UPDATE: Click here to listen to Ben Stevens on the Dan Fagan show. (Note that it's a long clip and could take awhile to load.)
Audio courtesy of KFQD.
From Kyle Hopkins in Anchorage --
Ben Stevens just called in to Dan Fagan’s show on KFQD. It’s been impossible to talk to Stevens about the ongoing corruption trials and investigations -- he hasn't talked about it since the initial raids of legislative offices last August -- so hearing him talk even peripherally about this stuff is like glimpsing a unicorn or Bigfoot.
Anyway, here’s a few quick quotes from the conversation between Fagan and Stevens - who said Fagan made an inappropriate comment about his family earlier on the show.
Stevens: “Look, he (Bill Allen) might have done something wrong. Obviously he admits he did. But I maintain my innocence, big man… “
Stevens said he's being investigated by the Department of Justice, the National Marine Fisheries Service and the IRS.

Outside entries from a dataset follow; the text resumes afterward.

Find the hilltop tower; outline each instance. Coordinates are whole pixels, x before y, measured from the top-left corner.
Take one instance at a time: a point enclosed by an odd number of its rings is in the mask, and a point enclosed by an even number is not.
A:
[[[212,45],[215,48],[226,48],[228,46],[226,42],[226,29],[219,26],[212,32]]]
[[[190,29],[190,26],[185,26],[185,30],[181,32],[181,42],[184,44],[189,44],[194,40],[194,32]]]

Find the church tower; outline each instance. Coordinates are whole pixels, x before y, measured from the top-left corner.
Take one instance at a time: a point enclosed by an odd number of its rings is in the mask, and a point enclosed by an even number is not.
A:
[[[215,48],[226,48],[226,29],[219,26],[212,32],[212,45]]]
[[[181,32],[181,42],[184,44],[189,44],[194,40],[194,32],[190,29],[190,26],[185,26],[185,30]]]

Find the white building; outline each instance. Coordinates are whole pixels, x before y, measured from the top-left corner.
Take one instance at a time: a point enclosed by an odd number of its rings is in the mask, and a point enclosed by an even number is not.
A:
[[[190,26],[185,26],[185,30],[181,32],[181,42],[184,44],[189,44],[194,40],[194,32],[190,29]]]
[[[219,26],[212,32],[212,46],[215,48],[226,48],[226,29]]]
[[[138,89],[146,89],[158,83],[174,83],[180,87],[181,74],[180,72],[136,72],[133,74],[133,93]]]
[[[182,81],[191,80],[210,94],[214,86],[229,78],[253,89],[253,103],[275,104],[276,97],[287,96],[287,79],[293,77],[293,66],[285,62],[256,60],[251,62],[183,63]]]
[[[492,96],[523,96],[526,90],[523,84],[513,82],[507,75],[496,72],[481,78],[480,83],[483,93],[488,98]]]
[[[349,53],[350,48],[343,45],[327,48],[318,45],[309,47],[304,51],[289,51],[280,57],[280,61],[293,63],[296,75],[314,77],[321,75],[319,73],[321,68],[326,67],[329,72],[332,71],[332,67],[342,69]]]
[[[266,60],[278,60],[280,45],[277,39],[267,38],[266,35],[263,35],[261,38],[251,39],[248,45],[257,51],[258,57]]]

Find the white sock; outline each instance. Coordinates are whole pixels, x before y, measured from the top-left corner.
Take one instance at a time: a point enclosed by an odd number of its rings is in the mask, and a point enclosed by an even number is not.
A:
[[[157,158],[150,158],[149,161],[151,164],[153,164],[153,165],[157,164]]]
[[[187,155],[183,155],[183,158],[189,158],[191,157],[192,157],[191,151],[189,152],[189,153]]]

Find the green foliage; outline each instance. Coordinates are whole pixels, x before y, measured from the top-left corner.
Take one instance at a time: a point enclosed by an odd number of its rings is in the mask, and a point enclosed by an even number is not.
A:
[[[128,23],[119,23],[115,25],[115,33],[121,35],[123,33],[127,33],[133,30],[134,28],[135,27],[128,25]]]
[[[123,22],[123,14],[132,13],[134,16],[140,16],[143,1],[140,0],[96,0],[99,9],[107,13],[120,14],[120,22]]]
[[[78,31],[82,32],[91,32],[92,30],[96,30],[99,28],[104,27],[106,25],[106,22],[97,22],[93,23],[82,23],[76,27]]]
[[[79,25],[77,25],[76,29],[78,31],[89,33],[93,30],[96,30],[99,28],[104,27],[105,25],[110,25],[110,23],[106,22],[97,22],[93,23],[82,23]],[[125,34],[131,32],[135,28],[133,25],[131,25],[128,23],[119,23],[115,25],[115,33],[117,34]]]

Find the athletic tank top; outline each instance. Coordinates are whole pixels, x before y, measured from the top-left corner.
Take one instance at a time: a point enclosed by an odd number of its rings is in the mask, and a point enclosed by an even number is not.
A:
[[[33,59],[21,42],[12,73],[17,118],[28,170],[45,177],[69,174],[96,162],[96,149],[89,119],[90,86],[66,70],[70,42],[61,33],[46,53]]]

Fagan: “Do you anticipate being indicted?”
Stevens: “Me? I don’t anticipate anything like that, big man. I just live day to day … I didn’t do anything wrong and if I ever get the chance to prove it, I will.”

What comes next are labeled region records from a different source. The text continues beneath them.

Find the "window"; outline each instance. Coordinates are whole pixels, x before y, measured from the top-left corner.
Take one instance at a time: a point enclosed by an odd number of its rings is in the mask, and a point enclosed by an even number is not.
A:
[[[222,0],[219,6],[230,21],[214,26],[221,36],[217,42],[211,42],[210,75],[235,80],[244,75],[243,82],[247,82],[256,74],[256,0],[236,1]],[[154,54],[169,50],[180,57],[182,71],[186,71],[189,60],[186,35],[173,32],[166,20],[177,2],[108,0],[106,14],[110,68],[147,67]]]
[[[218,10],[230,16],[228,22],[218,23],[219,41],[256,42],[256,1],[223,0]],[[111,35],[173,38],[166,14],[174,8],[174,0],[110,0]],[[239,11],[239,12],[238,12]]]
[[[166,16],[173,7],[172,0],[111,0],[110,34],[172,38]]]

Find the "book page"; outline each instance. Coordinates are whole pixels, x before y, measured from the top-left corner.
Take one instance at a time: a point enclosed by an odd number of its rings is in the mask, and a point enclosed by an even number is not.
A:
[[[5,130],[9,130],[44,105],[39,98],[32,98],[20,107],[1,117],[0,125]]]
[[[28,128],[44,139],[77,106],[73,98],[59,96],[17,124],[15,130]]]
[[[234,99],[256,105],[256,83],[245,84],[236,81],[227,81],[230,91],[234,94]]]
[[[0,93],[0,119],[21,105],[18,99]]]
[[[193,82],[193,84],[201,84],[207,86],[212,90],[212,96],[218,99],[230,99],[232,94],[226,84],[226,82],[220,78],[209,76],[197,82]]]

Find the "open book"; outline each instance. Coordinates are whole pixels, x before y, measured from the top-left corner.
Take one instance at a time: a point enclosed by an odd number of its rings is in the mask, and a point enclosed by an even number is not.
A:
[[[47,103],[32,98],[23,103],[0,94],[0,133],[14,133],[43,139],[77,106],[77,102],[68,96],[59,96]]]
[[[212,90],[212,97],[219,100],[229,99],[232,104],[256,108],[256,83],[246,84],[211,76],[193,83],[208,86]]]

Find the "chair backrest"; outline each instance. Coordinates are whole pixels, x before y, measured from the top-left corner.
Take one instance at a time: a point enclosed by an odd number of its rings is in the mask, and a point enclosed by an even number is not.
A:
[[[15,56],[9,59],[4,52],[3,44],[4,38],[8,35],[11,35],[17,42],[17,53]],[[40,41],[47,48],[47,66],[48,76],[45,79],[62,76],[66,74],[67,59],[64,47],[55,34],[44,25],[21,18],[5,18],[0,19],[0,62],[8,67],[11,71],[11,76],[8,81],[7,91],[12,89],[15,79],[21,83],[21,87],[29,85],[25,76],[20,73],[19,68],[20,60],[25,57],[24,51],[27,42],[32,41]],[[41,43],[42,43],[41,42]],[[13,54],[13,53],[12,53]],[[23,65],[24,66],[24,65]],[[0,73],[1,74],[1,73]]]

Stevens: “This is a feeding frenzy that’s taking place right now. It’s a blood bath."
Fagan asked if Stevens is worried about his father, Sen. Ted Stevens’, future.
Ben Stevens said: “My father’s been in politics for 57 years. He’s been investigated numerous times. This is a feeding frenzy…”
He said in the current environment, people assume that anyone who is accused of anything is automatically considered guilty.
Fagan asked if Stevens is worried about his own future.
Stevens said: “I’m fine with my future. I’ve got family. I’m working. … I’ll survive this Dan.”
Stevens said he speaks to his father all the time and got an e-mail from him this morning.
When Fagan talked about the father and son being targets, Stevens said:
“He (Sen. Ted Stevens) is a big, big fish, big man. I’m just a little guppy.”
Finally, Stevens made a joke, asking what would have happened if jurors in the Kott trial would have deliberated as much as in the Carl the cat case.